If you have grown any species of cactus before, you probably have heard that they don’t require much water. Well, that’s not the case in our fishbone cactus. During the dog days of summer, the cactus needs plenty of water just like any other flowering plant. Avoid overwatering though, since its roots cannot handle waterlogging and tend to rot. Hold off the water after the flowering for a couple of weeks. Make sure the topsoil is dry before you irrigate the pot again.

Fertilizer

The fishbone cactus can survive in just about any soil you grow it in.
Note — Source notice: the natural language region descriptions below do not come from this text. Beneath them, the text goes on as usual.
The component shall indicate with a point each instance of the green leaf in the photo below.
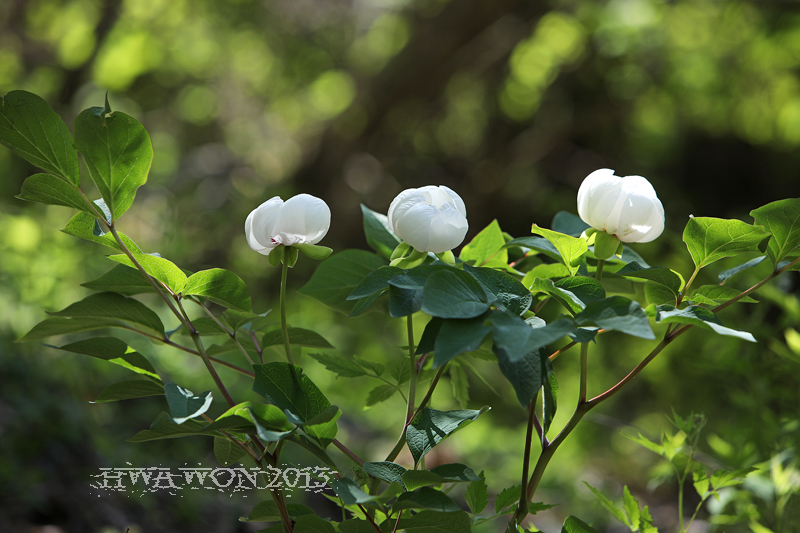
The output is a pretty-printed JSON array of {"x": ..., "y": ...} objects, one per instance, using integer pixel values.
[
  {"x": 158, "y": 268},
  {"x": 297, "y": 337},
  {"x": 379, "y": 394},
  {"x": 712, "y": 239},
  {"x": 487, "y": 248},
  {"x": 617, "y": 313},
  {"x": 339, "y": 365},
  {"x": 379, "y": 236},
  {"x": 576, "y": 525},
  {"x": 117, "y": 151},
  {"x": 664, "y": 276},
  {"x": 435, "y": 522},
  {"x": 453, "y": 293},
  {"x": 425, "y": 498},
  {"x": 507, "y": 497},
  {"x": 287, "y": 387},
  {"x": 725, "y": 275},
  {"x": 114, "y": 351},
  {"x": 226, "y": 452},
  {"x": 50, "y": 190},
  {"x": 84, "y": 226},
  {"x": 429, "y": 427},
  {"x": 477, "y": 496},
  {"x": 121, "y": 279},
  {"x": 717, "y": 294},
  {"x": 221, "y": 286},
  {"x": 457, "y": 336},
  {"x": 183, "y": 405},
  {"x": 700, "y": 317},
  {"x": 782, "y": 220},
  {"x": 164, "y": 428},
  {"x": 126, "y": 390},
  {"x": 336, "y": 278},
  {"x": 110, "y": 305},
  {"x": 509, "y": 294},
  {"x": 268, "y": 512},
  {"x": 33, "y": 131},
  {"x": 375, "y": 281},
  {"x": 570, "y": 249}
]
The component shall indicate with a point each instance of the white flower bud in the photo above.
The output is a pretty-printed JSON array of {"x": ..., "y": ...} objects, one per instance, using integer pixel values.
[
  {"x": 431, "y": 219},
  {"x": 302, "y": 219},
  {"x": 625, "y": 207}
]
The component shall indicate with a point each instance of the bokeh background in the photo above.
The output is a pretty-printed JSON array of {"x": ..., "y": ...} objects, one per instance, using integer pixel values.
[{"x": 509, "y": 102}]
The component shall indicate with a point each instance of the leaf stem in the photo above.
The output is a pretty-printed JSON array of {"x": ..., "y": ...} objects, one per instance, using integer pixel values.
[{"x": 284, "y": 327}]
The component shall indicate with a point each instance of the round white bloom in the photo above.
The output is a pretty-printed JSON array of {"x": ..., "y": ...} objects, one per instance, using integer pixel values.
[
  {"x": 626, "y": 207},
  {"x": 431, "y": 219},
  {"x": 300, "y": 219}
]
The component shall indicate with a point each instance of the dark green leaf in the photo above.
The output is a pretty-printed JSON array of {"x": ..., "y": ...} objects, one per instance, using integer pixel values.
[
  {"x": 84, "y": 226},
  {"x": 337, "y": 276},
  {"x": 425, "y": 498},
  {"x": 183, "y": 404},
  {"x": 617, "y": 313},
  {"x": 287, "y": 387},
  {"x": 127, "y": 390},
  {"x": 110, "y": 305},
  {"x": 158, "y": 268},
  {"x": 487, "y": 248},
  {"x": 33, "y": 131},
  {"x": 226, "y": 452},
  {"x": 509, "y": 294},
  {"x": 297, "y": 337},
  {"x": 698, "y": 316},
  {"x": 222, "y": 287},
  {"x": 725, "y": 275},
  {"x": 712, "y": 239},
  {"x": 429, "y": 427},
  {"x": 114, "y": 351},
  {"x": 379, "y": 236},
  {"x": 117, "y": 152},
  {"x": 782, "y": 220},
  {"x": 48, "y": 189}
]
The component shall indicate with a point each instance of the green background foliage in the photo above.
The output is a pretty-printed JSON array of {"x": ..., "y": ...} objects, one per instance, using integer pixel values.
[{"x": 511, "y": 104}]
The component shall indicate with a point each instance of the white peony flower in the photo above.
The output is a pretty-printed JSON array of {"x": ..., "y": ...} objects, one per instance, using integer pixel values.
[
  {"x": 302, "y": 219},
  {"x": 625, "y": 207},
  {"x": 430, "y": 219}
]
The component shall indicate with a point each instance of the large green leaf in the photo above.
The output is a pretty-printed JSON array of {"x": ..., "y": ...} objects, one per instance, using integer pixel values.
[
  {"x": 117, "y": 151},
  {"x": 487, "y": 248},
  {"x": 617, "y": 313},
  {"x": 782, "y": 220},
  {"x": 508, "y": 292},
  {"x": 48, "y": 189},
  {"x": 379, "y": 236},
  {"x": 287, "y": 387},
  {"x": 183, "y": 404},
  {"x": 452, "y": 293},
  {"x": 121, "y": 279},
  {"x": 712, "y": 239},
  {"x": 84, "y": 226},
  {"x": 32, "y": 130},
  {"x": 698, "y": 316},
  {"x": 157, "y": 267},
  {"x": 110, "y": 305},
  {"x": 571, "y": 249},
  {"x": 114, "y": 351},
  {"x": 336, "y": 277},
  {"x": 429, "y": 427},
  {"x": 221, "y": 286},
  {"x": 127, "y": 390}
]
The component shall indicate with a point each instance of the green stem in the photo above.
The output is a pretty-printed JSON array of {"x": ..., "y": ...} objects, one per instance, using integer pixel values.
[{"x": 284, "y": 327}]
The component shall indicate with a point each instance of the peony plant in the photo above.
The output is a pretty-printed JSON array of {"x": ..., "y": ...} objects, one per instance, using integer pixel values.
[{"x": 486, "y": 302}]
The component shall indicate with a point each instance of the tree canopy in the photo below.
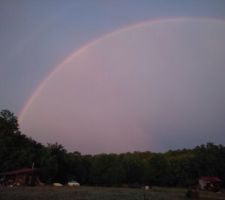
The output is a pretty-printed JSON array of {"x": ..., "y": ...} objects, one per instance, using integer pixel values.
[{"x": 172, "y": 168}]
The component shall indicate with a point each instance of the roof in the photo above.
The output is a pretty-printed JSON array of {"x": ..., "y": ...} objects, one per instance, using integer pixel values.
[
  {"x": 211, "y": 178},
  {"x": 19, "y": 171}
]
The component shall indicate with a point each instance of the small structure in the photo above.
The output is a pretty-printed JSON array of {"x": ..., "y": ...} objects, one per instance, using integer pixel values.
[
  {"x": 20, "y": 177},
  {"x": 211, "y": 183}
]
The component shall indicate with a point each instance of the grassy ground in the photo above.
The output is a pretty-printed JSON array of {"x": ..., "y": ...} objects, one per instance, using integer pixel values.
[{"x": 99, "y": 193}]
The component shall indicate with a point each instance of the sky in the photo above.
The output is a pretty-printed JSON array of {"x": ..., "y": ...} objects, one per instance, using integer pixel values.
[{"x": 108, "y": 76}]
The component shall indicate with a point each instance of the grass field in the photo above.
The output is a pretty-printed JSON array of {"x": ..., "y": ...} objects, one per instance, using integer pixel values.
[{"x": 99, "y": 193}]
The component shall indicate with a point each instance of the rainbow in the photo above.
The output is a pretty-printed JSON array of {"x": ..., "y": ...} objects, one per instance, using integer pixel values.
[{"x": 85, "y": 47}]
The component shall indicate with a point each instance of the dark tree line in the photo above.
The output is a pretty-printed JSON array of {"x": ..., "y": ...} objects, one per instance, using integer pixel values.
[{"x": 173, "y": 168}]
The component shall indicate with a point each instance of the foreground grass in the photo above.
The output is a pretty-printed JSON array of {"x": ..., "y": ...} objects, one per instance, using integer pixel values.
[{"x": 99, "y": 193}]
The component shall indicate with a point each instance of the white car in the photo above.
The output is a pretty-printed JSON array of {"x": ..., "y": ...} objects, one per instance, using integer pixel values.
[{"x": 73, "y": 183}]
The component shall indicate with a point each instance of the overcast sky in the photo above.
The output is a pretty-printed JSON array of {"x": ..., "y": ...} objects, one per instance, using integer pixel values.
[{"x": 149, "y": 76}]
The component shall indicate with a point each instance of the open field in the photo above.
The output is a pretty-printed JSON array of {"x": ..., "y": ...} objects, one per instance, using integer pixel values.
[{"x": 99, "y": 193}]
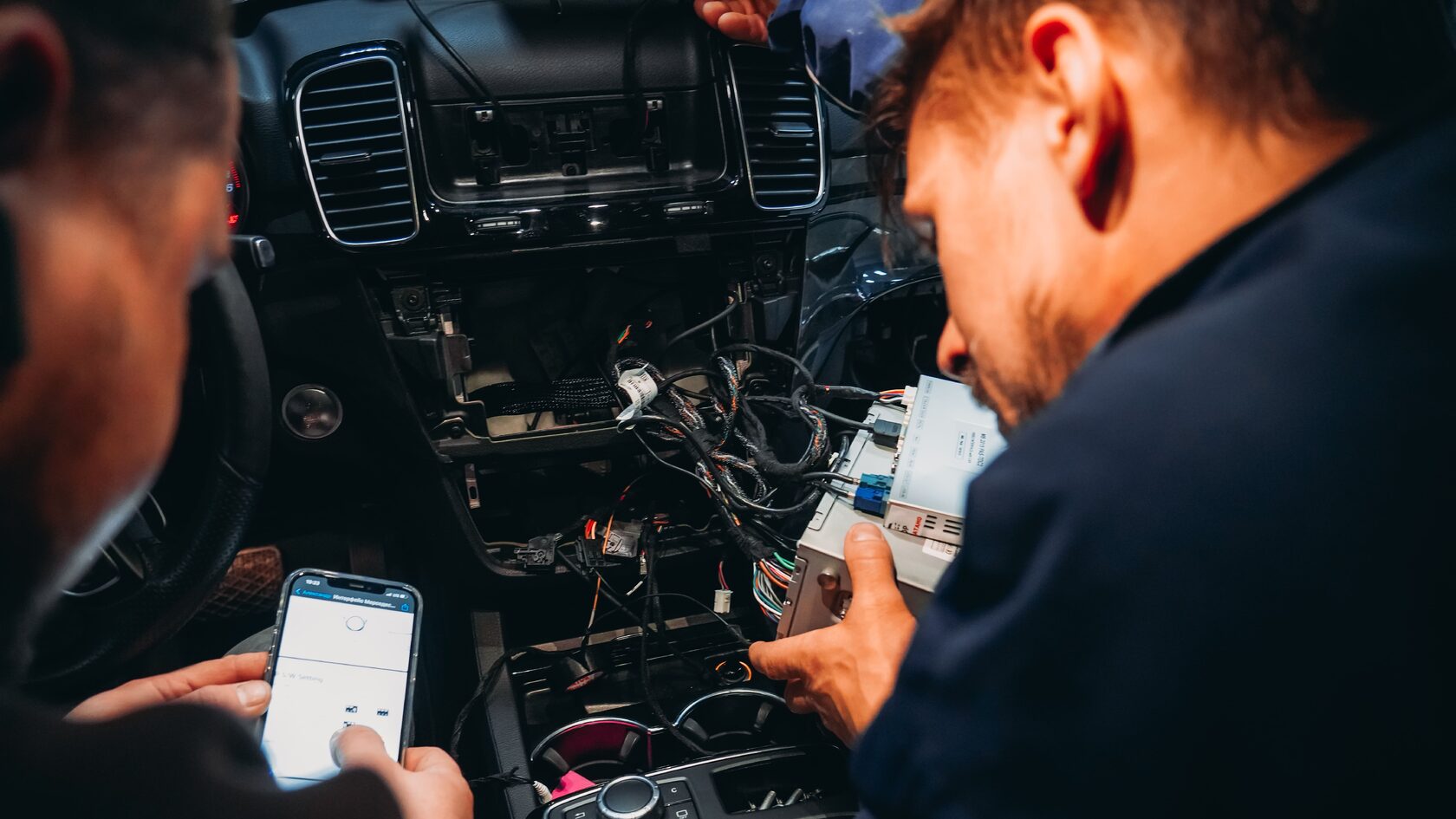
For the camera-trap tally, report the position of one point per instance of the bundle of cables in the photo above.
(770, 579)
(728, 444)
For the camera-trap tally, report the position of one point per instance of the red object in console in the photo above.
(571, 783)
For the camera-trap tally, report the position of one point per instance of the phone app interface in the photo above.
(342, 659)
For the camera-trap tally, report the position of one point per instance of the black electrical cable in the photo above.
(695, 329)
(479, 85)
(798, 366)
(646, 673)
(829, 477)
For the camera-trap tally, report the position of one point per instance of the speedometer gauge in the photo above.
(237, 196)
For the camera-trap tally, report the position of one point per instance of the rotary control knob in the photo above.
(629, 797)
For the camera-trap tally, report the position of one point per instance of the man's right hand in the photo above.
(740, 19)
(846, 673)
(427, 786)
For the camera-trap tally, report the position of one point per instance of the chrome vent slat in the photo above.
(357, 152)
(360, 87)
(338, 105)
(783, 128)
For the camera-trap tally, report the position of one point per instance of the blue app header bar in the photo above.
(319, 589)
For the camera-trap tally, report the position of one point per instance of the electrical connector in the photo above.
(539, 554)
(723, 601)
(886, 432)
(873, 494)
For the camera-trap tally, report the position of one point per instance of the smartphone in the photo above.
(346, 652)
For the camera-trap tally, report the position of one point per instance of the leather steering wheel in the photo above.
(152, 581)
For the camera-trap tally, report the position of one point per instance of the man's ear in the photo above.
(1085, 111)
(36, 83)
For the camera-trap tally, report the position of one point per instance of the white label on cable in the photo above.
(941, 549)
(641, 389)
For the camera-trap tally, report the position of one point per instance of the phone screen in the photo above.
(344, 656)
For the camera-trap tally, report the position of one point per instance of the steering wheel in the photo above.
(156, 573)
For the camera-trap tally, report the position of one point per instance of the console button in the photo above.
(629, 797)
(582, 810)
(674, 793)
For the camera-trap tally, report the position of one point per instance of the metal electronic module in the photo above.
(914, 490)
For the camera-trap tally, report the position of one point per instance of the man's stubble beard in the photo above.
(1051, 350)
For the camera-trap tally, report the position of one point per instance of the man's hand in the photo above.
(845, 673)
(233, 684)
(740, 19)
(427, 786)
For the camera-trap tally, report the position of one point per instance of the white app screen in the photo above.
(340, 663)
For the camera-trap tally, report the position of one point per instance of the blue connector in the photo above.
(873, 494)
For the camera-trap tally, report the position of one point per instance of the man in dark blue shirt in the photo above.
(1201, 258)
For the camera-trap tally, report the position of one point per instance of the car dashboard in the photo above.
(460, 233)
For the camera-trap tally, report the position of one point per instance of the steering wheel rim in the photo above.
(81, 639)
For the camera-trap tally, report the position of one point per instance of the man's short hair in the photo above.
(1289, 63)
(145, 68)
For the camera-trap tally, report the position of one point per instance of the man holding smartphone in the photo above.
(98, 264)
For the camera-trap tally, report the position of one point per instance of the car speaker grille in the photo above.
(783, 128)
(351, 124)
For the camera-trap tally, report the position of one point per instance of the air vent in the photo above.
(783, 128)
(351, 124)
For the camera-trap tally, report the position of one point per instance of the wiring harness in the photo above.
(727, 440)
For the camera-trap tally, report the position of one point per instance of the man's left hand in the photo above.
(846, 673)
(233, 684)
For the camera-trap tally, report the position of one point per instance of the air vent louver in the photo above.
(783, 128)
(351, 123)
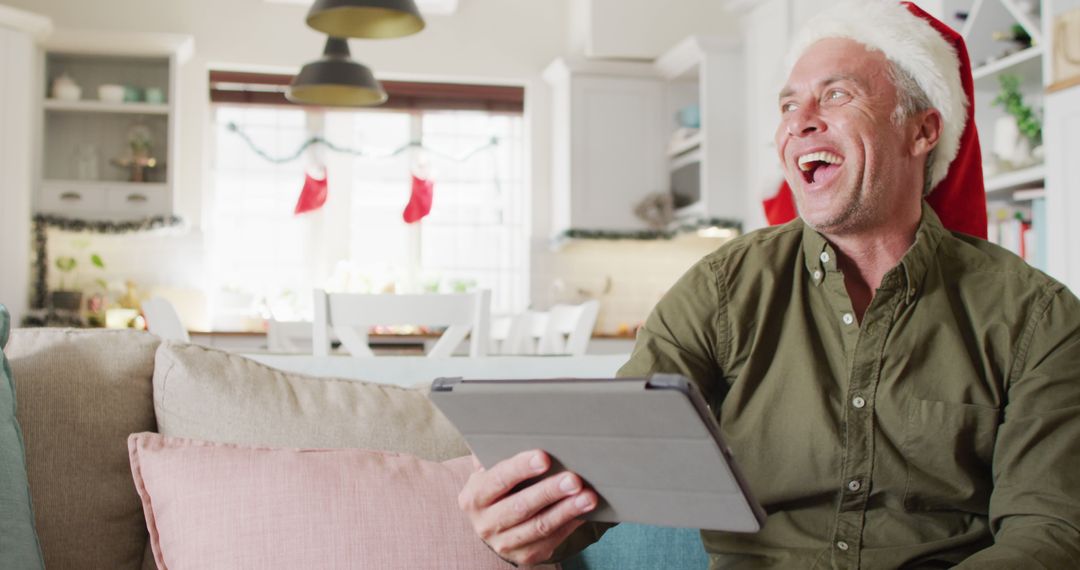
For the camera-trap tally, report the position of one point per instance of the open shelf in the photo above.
(97, 106)
(1002, 185)
(1026, 64)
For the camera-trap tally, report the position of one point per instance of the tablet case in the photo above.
(649, 447)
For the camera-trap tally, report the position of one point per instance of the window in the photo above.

It won’t need plant food supplements, although a well-balanced, all-purpose fertilizer will come in handy just before the flowering season in the summer. After the flowering is over, don’t add fertilizer. As for the dose, you don’t need more than half a tablespoon of fertilizer for a gallon of water. This should be enough for a whole bunch of fishbone cactus pots.

Aerial Roots

A healthy fishbone cactus plant will develop roots right out of the zig zag leaves. Each leaf will have as many as seven aerial roots coming out of the top side. These roots which look like tendrils help the plant latch on to other trees and plants in its vicinity for support. The roots also suck moisture and nutrients just like underground roots. If you see more aerial roots on the plant than usual that could mean the cactus is dehydrated.

Pruning

While the fishbone cactus is not known for its fast growth rates or taking up more space than it should, every now and then you might need to prune it. It’s mostly for ornamental and decorative purposes. Remove any yellowing leaves. Check that no leaves are damaged or broken. This encourages the plant to replace the broken leaves and maintain its appealing looks.

Repotting

As with many plants that last more than a year, your fishbone cactus needs to be repotted. It will usually outgrow its pot once every three years. It’s the root system which needs more space, more than the leaves or stems themselves. Find a larger pot, fill it with potting mix and compost, then take the fishbone cactus out of its current pot. Check the root system and make sure the roots are healthy. Remove any rotten or entangled roots, then lower the root ball into the new pot. Cover with soil and water immediately.

Disease and Pests

To say that this hardy fishbone cactus attracts a bunch of pests and diseases is an understatement. From the tender aerial roots to the sweet-smelling flowers and succulent leaves, this is a plant that has a lot to offer to bugs. Some of these pests are aphids, scale, spider mites, mealybugs, and vine weevils.

Since you will be having this houseplant more indoors than outdoors, it’s important to be on the lookout for the first symptoms of an infestation. Don’t wait until the bugs multiply and cover the whole plant. By then it might be too late to save your fishbone cactus. Pick the bugs by hand and dispose of them safely. You can either drown them in a bucket of water or use neem oil.

As for disease, there are plenty of them. The most common disease your fishbone cactus will have is root rot. The root rot is often caused by waterlogging. The symptoms include yellowing leaves that look soft and squishy. Stop watering the plant and wait for it to get healthy again. If that doesn’t happen, then repotting it will help.

Other diseases include leaf rot, botrytis petal blight, leaf-spot disease, and powdery mildew. Most of these are caused by fungal infections, bacteria, and sometimes viruses. While you can still salvage the plant and help it grow again by repotting and removing the infected leaves. In some cases as with the botrytis petal blight and leaf-spot disease, you won’t be able to do much but get rid of the whole pot. Make sure you don’t infect the rest of the plants near the plant since it uses its aerial roots to reach out to other plants which would spread the disease.